Actually from my personal library, but a crucial text to what I’m thinking about here at the ICI. Castiglia and Reed very thoroughly articulate a lot of what I’ve been considering with my work of the past several years. Today I’m reading a chapter that considers “[t]he ways that melancholy preserves the possibility of the fantastic…(particularly through the work of Giorgio Agamben), for the fantastical and imaginary qualities of (Agamben’s) phantasm make it a vehicle for progressive social change.”

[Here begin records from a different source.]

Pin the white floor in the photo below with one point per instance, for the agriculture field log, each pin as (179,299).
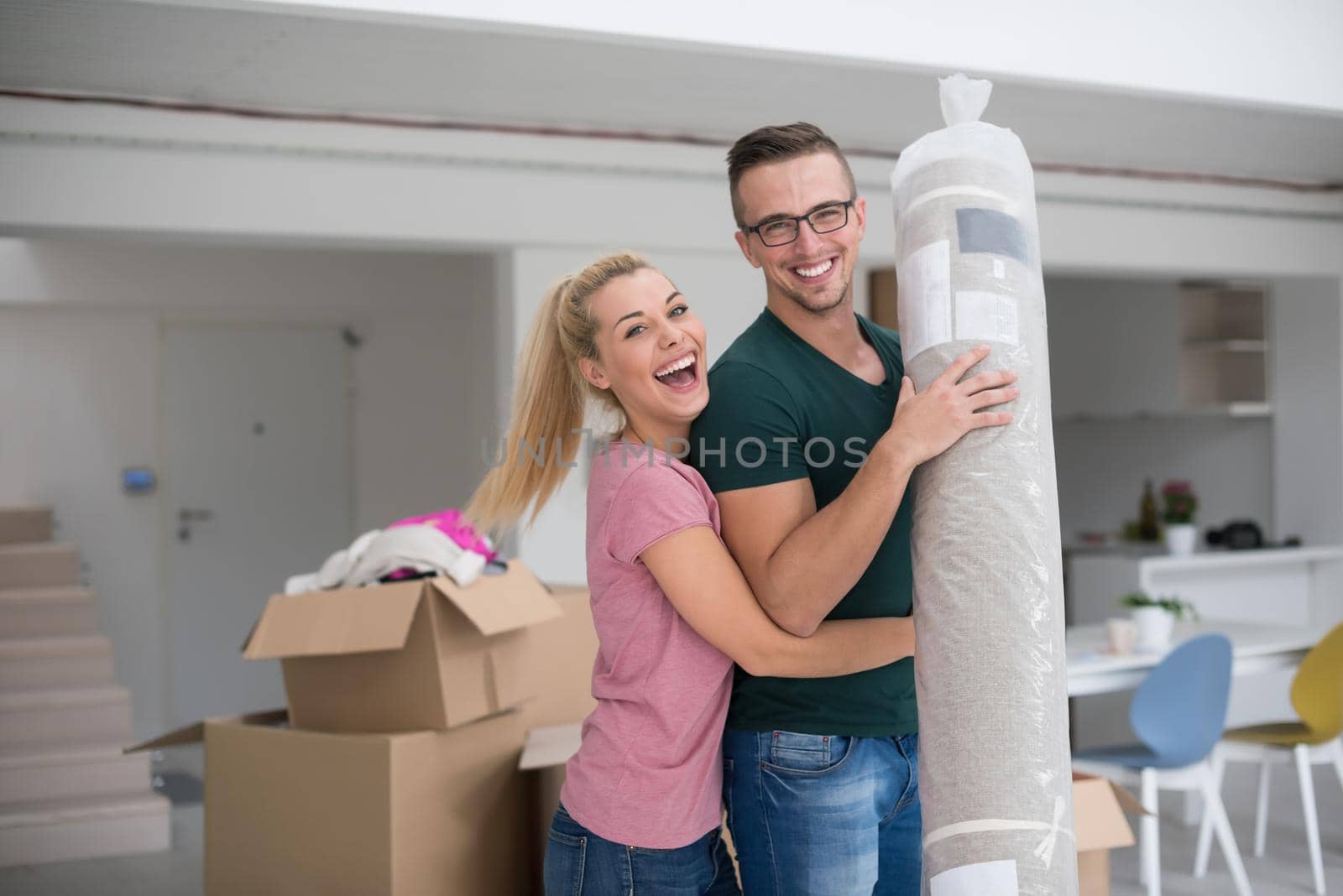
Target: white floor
(1283,871)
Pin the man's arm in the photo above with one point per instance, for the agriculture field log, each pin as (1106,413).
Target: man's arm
(802,562)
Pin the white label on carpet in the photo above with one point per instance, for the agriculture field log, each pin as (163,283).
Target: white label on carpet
(987,317)
(980,879)
(924,279)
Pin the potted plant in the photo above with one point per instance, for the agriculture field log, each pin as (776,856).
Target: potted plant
(1181,502)
(1155,617)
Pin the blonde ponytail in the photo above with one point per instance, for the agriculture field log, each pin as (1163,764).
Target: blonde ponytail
(550,399)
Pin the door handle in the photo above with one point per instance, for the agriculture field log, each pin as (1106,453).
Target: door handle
(188,515)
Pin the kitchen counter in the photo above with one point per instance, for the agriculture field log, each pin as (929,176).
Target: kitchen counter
(1286,586)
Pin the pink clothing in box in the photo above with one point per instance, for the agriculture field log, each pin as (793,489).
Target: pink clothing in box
(651,770)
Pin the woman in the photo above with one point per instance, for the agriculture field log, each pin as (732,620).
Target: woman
(640,809)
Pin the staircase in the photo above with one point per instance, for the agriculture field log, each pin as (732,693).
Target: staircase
(66,790)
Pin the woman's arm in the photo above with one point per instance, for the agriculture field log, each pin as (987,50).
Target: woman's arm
(708,589)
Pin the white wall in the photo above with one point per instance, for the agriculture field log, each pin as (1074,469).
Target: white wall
(80,341)
(1307,331)
(1114,349)
(78,401)
(1244,49)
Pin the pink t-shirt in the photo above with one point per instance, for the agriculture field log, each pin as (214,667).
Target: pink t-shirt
(649,772)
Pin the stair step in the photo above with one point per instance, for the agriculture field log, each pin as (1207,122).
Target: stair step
(34,664)
(24,524)
(39,565)
(47,612)
(71,716)
(69,829)
(67,773)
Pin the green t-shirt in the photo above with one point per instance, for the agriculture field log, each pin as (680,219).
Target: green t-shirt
(779,411)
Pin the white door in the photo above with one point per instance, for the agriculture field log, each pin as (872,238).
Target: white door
(257,487)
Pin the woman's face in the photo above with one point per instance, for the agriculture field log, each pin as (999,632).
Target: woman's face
(651,351)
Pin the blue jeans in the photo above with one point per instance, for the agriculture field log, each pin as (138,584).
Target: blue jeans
(823,815)
(577,862)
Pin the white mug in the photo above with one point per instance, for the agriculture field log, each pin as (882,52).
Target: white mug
(1121,636)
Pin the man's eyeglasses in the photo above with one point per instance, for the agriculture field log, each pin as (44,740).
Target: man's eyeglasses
(782,231)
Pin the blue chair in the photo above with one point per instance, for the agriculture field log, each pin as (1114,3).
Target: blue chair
(1178,714)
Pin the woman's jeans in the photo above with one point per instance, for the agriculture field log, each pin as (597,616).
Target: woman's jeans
(577,862)
(823,815)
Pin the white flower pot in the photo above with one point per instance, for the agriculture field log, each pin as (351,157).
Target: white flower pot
(1181,538)
(1154,628)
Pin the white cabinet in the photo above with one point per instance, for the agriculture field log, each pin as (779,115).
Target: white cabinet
(1131,349)
(1224,351)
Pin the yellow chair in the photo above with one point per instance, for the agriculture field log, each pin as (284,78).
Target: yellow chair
(1313,741)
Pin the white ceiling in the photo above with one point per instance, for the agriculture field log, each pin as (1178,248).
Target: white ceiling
(277,58)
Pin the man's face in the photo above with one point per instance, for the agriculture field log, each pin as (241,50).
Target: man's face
(814,271)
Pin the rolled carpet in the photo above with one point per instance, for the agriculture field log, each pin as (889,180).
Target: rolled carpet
(994,765)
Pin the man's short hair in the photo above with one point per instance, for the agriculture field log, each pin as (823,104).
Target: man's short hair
(779,143)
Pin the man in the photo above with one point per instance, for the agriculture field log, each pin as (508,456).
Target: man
(809,441)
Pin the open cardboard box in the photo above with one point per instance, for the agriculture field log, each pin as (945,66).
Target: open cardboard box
(407,656)
(429,813)
(1099,805)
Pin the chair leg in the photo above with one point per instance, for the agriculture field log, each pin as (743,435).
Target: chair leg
(1152,851)
(1226,839)
(1302,754)
(1262,805)
(1205,828)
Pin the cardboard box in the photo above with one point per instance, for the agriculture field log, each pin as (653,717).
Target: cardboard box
(411,656)
(22,524)
(1099,805)
(427,813)
(39,565)
(563,651)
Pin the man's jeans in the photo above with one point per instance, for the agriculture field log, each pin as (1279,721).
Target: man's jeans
(823,815)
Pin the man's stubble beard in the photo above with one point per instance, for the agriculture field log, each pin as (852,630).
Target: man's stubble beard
(802,304)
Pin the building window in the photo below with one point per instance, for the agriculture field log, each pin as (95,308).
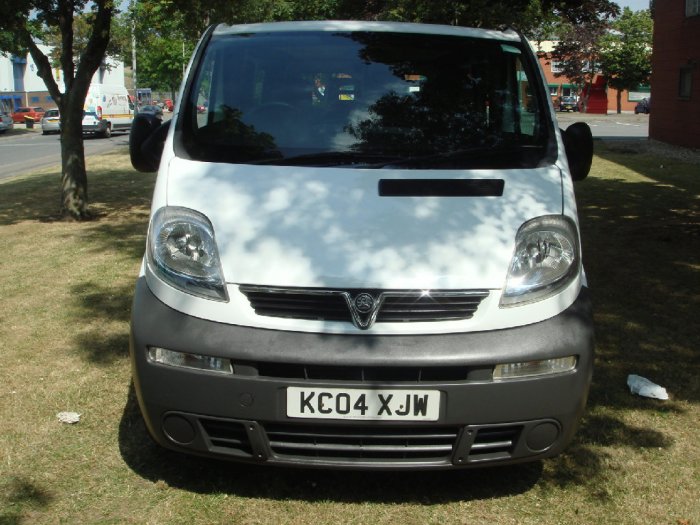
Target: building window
(685,82)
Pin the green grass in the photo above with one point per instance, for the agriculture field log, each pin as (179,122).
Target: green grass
(64,314)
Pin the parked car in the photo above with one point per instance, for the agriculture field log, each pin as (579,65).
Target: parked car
(643,106)
(95,125)
(34,112)
(152,109)
(5,122)
(51,122)
(568,104)
(355,280)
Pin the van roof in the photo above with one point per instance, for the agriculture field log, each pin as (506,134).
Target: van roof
(345,25)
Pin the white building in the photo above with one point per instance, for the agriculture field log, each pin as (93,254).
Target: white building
(20,85)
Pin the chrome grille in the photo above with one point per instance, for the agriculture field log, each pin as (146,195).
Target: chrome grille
(393,306)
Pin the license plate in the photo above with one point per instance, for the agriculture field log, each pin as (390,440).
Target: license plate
(363,404)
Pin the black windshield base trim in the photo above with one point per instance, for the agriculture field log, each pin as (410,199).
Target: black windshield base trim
(441,187)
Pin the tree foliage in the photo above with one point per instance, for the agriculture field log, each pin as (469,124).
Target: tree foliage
(578,54)
(625,56)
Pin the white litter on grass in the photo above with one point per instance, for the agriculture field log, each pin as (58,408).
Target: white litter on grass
(69,418)
(645,388)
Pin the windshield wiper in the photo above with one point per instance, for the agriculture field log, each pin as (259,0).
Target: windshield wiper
(330,158)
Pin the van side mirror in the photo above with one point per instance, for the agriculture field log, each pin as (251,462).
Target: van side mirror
(578,143)
(146,141)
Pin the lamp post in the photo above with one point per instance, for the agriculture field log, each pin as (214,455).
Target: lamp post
(133,57)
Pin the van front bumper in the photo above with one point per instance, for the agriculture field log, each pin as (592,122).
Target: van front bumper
(242,415)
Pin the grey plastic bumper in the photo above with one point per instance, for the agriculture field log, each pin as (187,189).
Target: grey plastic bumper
(234,416)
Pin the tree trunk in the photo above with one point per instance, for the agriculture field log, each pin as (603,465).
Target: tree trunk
(74,196)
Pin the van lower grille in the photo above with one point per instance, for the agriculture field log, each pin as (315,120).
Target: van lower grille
(228,436)
(392,306)
(362,443)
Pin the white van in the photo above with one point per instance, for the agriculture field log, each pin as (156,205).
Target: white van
(111,103)
(363,251)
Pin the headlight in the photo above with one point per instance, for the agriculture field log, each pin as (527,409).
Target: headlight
(546,259)
(182,251)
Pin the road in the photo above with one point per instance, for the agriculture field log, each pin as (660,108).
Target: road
(24,151)
(610,126)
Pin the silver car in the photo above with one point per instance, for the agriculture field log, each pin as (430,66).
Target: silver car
(51,122)
(5,122)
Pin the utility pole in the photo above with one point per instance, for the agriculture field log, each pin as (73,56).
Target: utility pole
(133,57)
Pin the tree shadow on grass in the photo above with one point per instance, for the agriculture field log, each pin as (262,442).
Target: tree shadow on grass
(641,255)
(18,496)
(641,243)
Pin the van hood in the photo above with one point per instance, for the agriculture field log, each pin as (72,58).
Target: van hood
(329,227)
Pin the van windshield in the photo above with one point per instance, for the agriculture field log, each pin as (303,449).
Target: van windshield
(364,99)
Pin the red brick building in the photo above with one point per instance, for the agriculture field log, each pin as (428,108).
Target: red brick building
(675,112)
(603,99)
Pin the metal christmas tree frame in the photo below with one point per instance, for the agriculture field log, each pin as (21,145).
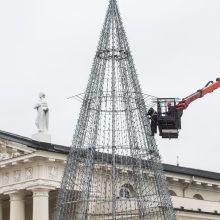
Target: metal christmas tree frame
(113,170)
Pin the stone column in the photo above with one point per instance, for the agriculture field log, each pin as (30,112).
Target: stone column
(17,206)
(40,204)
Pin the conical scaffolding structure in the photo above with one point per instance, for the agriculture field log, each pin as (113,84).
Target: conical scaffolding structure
(113,169)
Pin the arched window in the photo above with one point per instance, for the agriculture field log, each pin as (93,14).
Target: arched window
(198,196)
(172,193)
(126,191)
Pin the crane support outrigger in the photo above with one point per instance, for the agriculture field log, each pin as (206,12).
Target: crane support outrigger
(169,112)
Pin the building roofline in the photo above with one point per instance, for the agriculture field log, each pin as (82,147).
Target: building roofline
(65,150)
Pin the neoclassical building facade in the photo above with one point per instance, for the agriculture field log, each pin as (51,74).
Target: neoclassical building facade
(31,171)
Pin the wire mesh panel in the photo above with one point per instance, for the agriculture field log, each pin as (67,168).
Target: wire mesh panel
(113,169)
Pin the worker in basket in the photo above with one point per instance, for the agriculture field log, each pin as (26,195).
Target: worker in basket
(152,114)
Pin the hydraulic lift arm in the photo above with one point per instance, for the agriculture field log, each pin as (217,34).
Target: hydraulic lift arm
(209,87)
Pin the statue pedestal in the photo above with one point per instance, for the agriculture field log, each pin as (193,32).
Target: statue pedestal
(42,137)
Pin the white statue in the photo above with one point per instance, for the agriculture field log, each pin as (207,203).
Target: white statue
(42,120)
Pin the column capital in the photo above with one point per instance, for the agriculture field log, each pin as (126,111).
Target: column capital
(15,195)
(40,191)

Agamben’s account of melancholy is the antithesis of the Freud’s sadomasochistic melancholic (who takes on the attributes of the lost desired object in order to deny loss) which is a trope often used to describe homosexuals. For Agamben “[t]he “lost object,” as a phantasm…is the creation of the melancholic psyche, generated to forestall loss. Melancholia as a projective fantasy thus “affects the paradox of an intention to mourn that precedes and anticipates the loss of the object” making viable “an appropriation in a situation in which one is really possible””. They go on to state that “[r]ather than a sadomasochistic process of self-abuse, melancholy becomes an imaginative process of projective psychic realization.”
Wow.
I guess the way this relates to everything is in thinking about loss (not just personal), as a part of the homosexual psyche can give us a way to produce a present that both remembers the traumas of the past and uses it to envision a more progressive and utopian future, not an inconceivable utopia but one that it connected to an already established past through the lost object and our memory of it.